Pietro and Bruno are brothers in everything but blood. Their friendship was forged during one glorious pre-adolescent summer, when Pietro’s parents rented a house in the Aosta valley in the Italian Alps, in a village in which Bruno was the only remaining child. The lifelong bond between them also links both to the rocky, vertebral peaks that were their childhood playground: as adults, both find themselves drawn to mountains. Bruno (Alessandro Borghi), a montanaro or mountain man at heart, stays put in the Aosta region; nomadic Pietro (Luca Marinelli) roams the world but finds a spiritual home in the Himalayan foothills.

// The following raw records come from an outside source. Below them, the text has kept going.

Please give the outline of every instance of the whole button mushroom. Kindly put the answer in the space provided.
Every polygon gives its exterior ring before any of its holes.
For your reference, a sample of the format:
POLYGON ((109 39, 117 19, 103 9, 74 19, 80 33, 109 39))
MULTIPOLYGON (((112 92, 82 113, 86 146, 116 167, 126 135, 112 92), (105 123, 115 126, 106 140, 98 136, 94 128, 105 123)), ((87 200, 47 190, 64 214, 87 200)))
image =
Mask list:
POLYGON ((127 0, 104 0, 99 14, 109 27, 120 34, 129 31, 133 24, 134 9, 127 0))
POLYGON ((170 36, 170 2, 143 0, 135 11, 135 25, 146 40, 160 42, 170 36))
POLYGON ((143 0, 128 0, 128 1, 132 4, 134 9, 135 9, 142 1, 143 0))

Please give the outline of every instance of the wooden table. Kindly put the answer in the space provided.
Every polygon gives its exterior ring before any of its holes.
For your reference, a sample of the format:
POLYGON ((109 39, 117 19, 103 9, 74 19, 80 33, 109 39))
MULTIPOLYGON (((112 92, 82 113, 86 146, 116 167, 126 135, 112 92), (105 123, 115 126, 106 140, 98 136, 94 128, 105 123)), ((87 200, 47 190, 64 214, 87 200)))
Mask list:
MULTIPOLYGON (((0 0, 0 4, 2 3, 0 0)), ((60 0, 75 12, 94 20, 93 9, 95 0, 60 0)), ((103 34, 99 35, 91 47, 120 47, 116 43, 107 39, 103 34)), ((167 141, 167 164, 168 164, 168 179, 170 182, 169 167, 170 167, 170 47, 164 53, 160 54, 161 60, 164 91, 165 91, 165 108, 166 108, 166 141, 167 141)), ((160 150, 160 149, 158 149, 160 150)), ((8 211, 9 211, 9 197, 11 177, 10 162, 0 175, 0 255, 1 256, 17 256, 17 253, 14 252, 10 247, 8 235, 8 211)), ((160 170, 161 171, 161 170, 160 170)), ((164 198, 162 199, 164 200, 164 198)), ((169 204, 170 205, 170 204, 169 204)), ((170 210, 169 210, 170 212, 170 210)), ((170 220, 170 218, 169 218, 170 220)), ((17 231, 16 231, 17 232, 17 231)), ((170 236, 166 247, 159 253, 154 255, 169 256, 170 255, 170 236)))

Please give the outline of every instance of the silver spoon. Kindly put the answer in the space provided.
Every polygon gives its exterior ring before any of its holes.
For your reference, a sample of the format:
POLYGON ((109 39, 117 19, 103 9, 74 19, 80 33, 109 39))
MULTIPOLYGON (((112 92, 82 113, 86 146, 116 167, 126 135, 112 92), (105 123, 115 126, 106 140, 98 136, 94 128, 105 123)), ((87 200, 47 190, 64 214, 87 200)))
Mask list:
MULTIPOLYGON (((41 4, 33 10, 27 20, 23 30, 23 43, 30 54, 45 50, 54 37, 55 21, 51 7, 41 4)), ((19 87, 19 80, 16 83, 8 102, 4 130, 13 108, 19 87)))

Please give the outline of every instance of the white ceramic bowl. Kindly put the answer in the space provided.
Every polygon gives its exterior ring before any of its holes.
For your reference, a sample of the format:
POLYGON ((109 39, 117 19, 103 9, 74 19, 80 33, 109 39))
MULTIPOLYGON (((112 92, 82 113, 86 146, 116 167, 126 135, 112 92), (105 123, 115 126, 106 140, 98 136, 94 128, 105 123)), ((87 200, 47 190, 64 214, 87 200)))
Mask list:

There’s another link: Pietro’s father, Giovanni (Filippo Timi), whom his son dismissed as a grey-faced Turin wage slave, finds adventure and release scaling the Alpine trails. As a young adult Pietro drifts away from his parents, while Bruno finds a surrogate father figure in Giovanni. It’s only after the latter’s death that Pietro realises he has missed out on knowing his father at his happiest and most fulfilled. In his honour, the two friends rekindle their relationship and fulfil Giovanni’s dream, of building a lodge on a plot of land high on the verdant flank of a mountain.
Gorgeously photographed in a boxy academy ratio that emphasises the steep, breathlessly vertiginous angles of the landscape, this Italian-language and regional dialect production is an impressive first directing collaboration between Belgian husband-and-wife team Felix van Groeningen (The Broken Circle Breakdown, Beautiful Boy) and actress and writer Charlotte Vandermeersch. Sweeping and novelistic in scope, the film, adapted from an Italian bestseller by Paolo Cognetti, combines the earthy, rooted grit of Jack London with the vivid emotional landscapes of Elena Ferrante.